Saturday, April 20, 2013

Largest Databases of the World

Greetings Everyone  I am  back after a  long break . I  was  busy  in some other  aspects of my life and now i have decided to keep updating this blog to share my knowledge and experience with you all . It's always give me a great feeling when i share some this with you all and learn alot from you guys through your mails , comments and chat.

One  day , i  was thinking  about  some scenario's  about  a  large database  then  one  thing  click  in my mind i.e, "What  is the size of  the largest database in  this world" and  what  database are  they using ? I guess, it  may be  google  and  then  search on net  and  find  some  interesting  facts  which  i will like to share you all . Let’s get started and just keep in mind that size alone does not determine how big a database is, it’s the information it contains in the form of fields and records  and eventually it all depends on the technology being employed for storage and management. 

No 1. The World Data Centre for Climate (WDCC)
WDCC is  Operated  by  the Max Planck Institute for Meteorology and German Climate Computing Centre, The  World  Data Centre  for Climate  is  the largest database in the world with 220 terabytes of data that is readily available on the internet. Add to that 110 terabytes of climate simulation data and 6 petabytes of data stored on magnetic tapes.

The  WDCC  is  included  in  the CERA  database system. Access  to  the  CERA  database  is possible from  the Internet  by  use  of  a Java- based  browser. The  CERA ( Climate  and  Environmental Retrieving and Archiving) - data archive is realised on an ORACLE database connected to a STK Silo system. Thus  large data  sets  may  be stored under control of this System while the metadata associated with CERA permit an easy way to relocate data, which have to be retrieved.

No 2. National Energy Research Scientific Computing Center  (NERSCC) :
Based  in Oakland, California, National  Energy Research  Scientific Computing Center or NERSC is owned and operated by the Lawrence and  the  U.S.  Department of  Energy.  Included in its  database of 2.8 petabytes  is  information on  atomic energy  research, high energy physics experiments and simulations of the early universe.

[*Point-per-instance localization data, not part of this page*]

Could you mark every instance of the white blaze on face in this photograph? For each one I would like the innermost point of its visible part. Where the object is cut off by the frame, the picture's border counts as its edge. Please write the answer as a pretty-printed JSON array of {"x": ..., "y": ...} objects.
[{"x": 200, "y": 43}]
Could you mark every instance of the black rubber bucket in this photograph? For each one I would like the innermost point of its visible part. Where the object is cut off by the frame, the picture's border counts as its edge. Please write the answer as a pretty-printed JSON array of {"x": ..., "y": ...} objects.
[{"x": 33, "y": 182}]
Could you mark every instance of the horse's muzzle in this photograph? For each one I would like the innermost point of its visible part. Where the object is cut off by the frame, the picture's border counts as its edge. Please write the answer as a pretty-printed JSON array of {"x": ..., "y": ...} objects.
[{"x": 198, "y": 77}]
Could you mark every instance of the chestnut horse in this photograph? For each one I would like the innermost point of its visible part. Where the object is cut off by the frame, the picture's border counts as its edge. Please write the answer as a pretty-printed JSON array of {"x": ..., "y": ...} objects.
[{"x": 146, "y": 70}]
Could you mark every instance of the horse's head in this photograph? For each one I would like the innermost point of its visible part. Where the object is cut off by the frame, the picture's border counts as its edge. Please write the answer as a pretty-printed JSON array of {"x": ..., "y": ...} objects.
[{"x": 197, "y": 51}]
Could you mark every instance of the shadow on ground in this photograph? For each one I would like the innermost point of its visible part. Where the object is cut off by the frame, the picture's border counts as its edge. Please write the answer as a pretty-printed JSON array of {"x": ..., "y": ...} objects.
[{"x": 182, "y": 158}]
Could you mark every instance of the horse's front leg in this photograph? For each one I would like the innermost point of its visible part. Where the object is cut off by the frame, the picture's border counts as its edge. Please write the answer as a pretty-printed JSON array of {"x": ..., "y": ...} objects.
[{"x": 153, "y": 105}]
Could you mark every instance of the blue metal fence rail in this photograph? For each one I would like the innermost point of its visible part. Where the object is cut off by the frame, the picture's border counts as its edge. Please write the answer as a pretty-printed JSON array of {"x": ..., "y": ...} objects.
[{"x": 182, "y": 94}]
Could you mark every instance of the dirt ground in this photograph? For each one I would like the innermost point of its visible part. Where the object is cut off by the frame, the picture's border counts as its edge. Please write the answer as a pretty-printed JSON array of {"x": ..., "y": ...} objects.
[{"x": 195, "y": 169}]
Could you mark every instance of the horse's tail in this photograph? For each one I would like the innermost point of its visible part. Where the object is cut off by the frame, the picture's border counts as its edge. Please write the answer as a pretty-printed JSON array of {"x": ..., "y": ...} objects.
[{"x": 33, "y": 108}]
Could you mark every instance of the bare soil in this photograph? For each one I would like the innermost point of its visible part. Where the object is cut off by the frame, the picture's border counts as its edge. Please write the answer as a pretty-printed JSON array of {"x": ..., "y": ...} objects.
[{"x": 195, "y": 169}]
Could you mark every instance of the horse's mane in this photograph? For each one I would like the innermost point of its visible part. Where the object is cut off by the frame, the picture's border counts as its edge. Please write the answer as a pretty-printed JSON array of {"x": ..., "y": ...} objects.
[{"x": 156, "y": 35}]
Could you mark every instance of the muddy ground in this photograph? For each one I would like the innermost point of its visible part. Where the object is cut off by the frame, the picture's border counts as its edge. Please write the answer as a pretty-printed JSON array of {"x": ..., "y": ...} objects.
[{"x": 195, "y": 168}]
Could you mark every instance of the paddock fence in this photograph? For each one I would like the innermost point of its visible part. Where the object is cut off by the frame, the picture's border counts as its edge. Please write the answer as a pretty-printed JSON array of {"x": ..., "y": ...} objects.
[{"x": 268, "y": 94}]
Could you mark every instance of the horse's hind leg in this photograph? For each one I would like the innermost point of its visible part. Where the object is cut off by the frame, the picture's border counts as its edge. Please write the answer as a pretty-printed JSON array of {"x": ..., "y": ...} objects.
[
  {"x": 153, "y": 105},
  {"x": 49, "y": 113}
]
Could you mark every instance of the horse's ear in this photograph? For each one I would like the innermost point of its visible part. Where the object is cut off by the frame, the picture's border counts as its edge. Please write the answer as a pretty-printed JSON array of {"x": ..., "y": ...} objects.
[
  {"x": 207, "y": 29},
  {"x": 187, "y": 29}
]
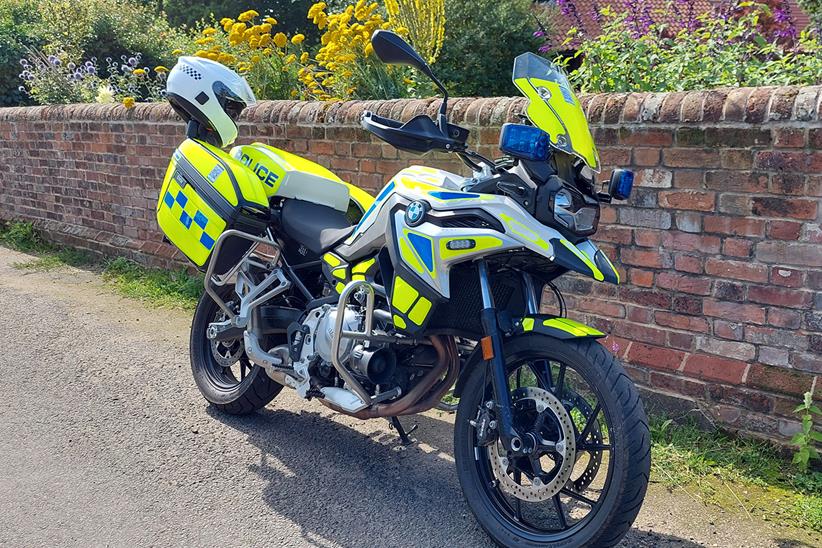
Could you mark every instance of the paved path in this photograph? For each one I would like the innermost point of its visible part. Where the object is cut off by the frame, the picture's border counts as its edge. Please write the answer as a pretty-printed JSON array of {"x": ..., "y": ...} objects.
[{"x": 104, "y": 440}]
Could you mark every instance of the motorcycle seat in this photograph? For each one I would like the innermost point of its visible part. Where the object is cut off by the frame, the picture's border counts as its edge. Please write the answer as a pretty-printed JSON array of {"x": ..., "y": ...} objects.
[{"x": 317, "y": 227}]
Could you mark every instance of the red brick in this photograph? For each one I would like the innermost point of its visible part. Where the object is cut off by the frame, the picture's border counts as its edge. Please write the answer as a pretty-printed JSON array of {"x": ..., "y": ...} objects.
[
  {"x": 647, "y": 238},
  {"x": 684, "y": 284},
  {"x": 734, "y": 311},
  {"x": 781, "y": 317},
  {"x": 642, "y": 278},
  {"x": 646, "y": 157},
  {"x": 784, "y": 230},
  {"x": 638, "y": 257},
  {"x": 736, "y": 226},
  {"x": 688, "y": 263},
  {"x": 677, "y": 321},
  {"x": 736, "y": 181},
  {"x": 777, "y": 379},
  {"x": 714, "y": 368},
  {"x": 729, "y": 330},
  {"x": 787, "y": 277},
  {"x": 690, "y": 157},
  {"x": 639, "y": 315},
  {"x": 784, "y": 207},
  {"x": 789, "y": 253},
  {"x": 780, "y": 296},
  {"x": 736, "y": 247},
  {"x": 736, "y": 270},
  {"x": 683, "y": 241},
  {"x": 677, "y": 384},
  {"x": 655, "y": 356},
  {"x": 694, "y": 200}
]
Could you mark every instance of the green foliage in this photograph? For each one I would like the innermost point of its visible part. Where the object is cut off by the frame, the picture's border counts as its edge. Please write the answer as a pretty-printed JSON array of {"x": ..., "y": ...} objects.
[
  {"x": 481, "y": 40},
  {"x": 17, "y": 32},
  {"x": 719, "y": 468},
  {"x": 22, "y": 236},
  {"x": 720, "y": 52},
  {"x": 814, "y": 9},
  {"x": 807, "y": 438}
]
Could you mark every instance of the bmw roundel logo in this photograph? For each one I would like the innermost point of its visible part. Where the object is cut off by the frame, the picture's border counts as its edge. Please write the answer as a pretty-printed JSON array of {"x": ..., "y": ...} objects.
[{"x": 415, "y": 213}]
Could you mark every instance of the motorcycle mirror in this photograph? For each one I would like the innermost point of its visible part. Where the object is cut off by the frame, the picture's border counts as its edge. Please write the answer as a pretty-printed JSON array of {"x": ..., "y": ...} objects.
[{"x": 391, "y": 49}]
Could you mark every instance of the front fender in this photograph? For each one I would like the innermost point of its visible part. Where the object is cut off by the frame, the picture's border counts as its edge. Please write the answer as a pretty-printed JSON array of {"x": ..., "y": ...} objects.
[
  {"x": 560, "y": 328},
  {"x": 541, "y": 324},
  {"x": 585, "y": 258}
]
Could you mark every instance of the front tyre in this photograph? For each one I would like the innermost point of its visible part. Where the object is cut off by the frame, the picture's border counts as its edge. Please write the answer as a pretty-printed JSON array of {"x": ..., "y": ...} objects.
[
  {"x": 585, "y": 485},
  {"x": 222, "y": 371}
]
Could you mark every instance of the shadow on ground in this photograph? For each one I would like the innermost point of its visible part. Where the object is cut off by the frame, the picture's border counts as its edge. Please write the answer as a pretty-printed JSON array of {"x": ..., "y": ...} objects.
[{"x": 317, "y": 468}]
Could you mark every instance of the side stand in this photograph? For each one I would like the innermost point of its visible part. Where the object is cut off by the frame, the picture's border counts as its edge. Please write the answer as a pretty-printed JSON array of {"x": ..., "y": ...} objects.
[{"x": 405, "y": 439}]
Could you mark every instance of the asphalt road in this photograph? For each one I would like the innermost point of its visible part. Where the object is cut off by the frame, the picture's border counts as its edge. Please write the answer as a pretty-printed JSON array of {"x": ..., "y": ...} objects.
[{"x": 105, "y": 441}]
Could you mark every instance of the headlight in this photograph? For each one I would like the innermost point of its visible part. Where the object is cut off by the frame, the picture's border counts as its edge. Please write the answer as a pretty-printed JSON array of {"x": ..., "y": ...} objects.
[{"x": 573, "y": 211}]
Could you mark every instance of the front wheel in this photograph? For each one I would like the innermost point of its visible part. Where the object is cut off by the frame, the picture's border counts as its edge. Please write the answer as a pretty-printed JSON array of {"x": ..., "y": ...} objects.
[{"x": 586, "y": 482}]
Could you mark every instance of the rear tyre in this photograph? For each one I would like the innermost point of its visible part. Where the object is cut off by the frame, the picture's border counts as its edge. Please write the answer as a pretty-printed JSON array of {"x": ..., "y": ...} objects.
[
  {"x": 589, "y": 398},
  {"x": 223, "y": 373}
]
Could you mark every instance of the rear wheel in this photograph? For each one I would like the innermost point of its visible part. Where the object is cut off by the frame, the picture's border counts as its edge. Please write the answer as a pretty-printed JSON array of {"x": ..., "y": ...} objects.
[
  {"x": 222, "y": 371},
  {"x": 586, "y": 482}
]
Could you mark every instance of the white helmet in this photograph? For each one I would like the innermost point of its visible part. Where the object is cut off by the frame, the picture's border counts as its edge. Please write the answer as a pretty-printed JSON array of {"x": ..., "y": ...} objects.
[{"x": 211, "y": 94}]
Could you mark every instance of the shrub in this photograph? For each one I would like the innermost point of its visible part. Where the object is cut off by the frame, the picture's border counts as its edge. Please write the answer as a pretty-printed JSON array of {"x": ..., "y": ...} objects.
[
  {"x": 482, "y": 40},
  {"x": 58, "y": 79},
  {"x": 17, "y": 33},
  {"x": 720, "y": 50},
  {"x": 257, "y": 49},
  {"x": 345, "y": 66}
]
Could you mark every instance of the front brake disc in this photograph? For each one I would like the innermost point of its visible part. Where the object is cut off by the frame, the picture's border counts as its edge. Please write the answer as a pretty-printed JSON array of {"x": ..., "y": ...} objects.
[{"x": 535, "y": 490}]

The High Performance Storage System (HPSS) is a modern, flexible, performance-oriented mass storage system.  It has been used at NERSC for archival storage since 1998.

No 3.  AT&T :
Bigger than sprint, AT&T boasts 1.9 trillion calling records which contribute to 323 terabytes worth of information. One  factor behind  the  massiveness  of  its database  is the fact that AT&T has been maintaining databases from the time when the technology to store terabytes wasn’t even available.

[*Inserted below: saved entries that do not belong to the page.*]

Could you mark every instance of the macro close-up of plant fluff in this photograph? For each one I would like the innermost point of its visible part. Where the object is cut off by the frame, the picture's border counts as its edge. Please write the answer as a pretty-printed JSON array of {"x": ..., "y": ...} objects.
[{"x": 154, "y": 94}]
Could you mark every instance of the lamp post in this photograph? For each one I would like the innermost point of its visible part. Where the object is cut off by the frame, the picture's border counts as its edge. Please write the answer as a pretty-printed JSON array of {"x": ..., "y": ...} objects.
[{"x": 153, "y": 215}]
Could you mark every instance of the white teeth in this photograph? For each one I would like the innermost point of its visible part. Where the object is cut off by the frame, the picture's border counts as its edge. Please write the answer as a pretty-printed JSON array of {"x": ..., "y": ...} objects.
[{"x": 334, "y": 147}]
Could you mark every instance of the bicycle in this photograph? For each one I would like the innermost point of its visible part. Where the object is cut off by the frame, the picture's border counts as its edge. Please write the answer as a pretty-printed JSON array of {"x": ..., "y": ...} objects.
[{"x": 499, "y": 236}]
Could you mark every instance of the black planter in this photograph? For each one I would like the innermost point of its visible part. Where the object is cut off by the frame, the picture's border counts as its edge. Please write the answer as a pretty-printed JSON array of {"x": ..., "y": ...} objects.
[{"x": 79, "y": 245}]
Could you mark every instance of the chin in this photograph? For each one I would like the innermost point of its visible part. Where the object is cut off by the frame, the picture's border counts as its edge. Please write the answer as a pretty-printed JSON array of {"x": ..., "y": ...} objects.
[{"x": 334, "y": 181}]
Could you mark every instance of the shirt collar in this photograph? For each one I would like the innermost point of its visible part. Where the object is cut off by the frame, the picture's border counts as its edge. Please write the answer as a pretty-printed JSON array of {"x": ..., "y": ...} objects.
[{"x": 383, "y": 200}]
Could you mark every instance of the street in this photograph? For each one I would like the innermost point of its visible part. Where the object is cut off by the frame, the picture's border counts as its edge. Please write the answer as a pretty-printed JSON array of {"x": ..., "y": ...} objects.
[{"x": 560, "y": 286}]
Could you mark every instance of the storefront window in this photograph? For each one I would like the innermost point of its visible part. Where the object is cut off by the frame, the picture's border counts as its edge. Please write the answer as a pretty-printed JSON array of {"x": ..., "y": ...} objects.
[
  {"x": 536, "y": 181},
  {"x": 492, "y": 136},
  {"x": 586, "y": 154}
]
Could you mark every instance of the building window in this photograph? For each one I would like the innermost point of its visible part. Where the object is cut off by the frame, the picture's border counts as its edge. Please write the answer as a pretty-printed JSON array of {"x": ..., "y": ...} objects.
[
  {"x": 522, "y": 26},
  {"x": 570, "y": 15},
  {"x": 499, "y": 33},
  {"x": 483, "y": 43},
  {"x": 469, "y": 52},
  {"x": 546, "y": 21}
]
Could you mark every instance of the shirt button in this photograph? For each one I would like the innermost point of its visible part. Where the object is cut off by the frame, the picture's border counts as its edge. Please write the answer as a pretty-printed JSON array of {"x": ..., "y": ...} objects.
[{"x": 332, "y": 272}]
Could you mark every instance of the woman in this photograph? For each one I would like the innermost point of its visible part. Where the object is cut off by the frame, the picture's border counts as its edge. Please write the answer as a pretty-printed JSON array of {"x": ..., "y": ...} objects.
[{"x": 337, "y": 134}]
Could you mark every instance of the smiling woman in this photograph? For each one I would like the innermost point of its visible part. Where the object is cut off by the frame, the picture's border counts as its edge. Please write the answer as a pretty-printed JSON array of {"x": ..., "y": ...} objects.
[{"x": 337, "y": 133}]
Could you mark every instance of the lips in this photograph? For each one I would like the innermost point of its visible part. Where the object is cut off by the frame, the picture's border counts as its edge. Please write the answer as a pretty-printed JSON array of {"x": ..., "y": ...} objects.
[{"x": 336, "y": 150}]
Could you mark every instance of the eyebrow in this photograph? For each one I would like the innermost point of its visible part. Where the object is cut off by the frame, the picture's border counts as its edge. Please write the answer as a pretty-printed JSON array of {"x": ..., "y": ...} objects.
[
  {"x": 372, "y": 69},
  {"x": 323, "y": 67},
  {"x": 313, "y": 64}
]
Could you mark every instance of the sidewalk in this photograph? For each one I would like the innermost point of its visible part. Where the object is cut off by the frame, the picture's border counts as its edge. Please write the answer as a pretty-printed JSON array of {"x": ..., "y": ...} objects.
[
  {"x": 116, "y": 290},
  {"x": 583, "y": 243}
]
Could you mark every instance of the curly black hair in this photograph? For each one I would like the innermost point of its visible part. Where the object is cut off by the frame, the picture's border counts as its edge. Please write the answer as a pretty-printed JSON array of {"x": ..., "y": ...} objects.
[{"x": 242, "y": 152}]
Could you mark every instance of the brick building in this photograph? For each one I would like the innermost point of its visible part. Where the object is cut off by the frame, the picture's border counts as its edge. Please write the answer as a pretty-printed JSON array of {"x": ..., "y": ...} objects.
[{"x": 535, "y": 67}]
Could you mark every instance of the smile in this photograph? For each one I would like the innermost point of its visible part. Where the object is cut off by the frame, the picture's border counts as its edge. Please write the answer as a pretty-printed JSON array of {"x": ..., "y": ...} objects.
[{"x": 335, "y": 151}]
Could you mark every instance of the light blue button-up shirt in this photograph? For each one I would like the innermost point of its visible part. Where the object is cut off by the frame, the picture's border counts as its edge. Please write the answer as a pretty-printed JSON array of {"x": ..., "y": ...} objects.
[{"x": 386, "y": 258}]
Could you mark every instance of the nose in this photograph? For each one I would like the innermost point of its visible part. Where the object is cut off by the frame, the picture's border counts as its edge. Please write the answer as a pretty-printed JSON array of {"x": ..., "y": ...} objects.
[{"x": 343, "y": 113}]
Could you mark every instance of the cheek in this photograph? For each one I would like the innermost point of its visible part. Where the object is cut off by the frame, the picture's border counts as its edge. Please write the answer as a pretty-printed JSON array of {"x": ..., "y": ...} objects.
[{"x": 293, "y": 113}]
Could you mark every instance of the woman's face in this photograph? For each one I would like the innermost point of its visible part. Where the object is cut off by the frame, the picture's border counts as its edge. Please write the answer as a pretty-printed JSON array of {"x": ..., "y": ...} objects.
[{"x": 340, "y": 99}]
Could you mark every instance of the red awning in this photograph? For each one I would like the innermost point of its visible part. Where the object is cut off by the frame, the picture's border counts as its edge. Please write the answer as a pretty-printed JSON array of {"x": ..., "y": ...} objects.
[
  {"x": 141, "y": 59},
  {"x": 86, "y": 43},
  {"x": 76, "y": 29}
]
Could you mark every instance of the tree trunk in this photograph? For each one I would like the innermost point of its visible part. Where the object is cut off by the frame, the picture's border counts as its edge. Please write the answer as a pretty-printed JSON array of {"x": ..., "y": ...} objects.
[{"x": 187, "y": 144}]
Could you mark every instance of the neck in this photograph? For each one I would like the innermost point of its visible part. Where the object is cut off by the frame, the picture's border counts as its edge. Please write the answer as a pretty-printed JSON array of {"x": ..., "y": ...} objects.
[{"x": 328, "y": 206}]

The  Daytona®  data management  system  is  used  by AT&T to solve a wide spectrum of data management problems. For example, Daytona  is  managing  over 312 terabytes of data in a 7x24 production  data warehouse  whose largest  table  contains over 743 billion records as of Sept 2005. Indeed, for  this  database, Daytona  is managing over 1.924  trillion records; it  could easily manage more but  we  ran  out of  data. Update: as of June 2007, Daytona is managing over 2.8 trillion records in  this same data warehouse, with over 938 billion records in the largest table.

AT&T  is  the  sole source for the Daytona product, service and support and is the only company authorized to use the Daytona trademark for a database product.

No 4. Google  :
The   list  wouldn't  be  complete  without  Google. Subjected  to  around  100  million  searches per day, Google  is one  of  the  largest databases  in  the  world  that  has over 33  trillion  database entries. Although  the  exact size of Google’s database  is unknown, it’s  said  that Google  accounts every  single search  that  makes  each day into  its  database which  is  around 91 million  searches per day. Google  stores  every  search and  makes patterns  from  previous  searches so  that  the user can be  easily directed. Google also  collects  information  of their users and stores them as entries in their database which is said to expand over 33 trillion entries. On top of that Google has simply expanded their database with Gmail and Google ads and with their acquisitions like YouTube. 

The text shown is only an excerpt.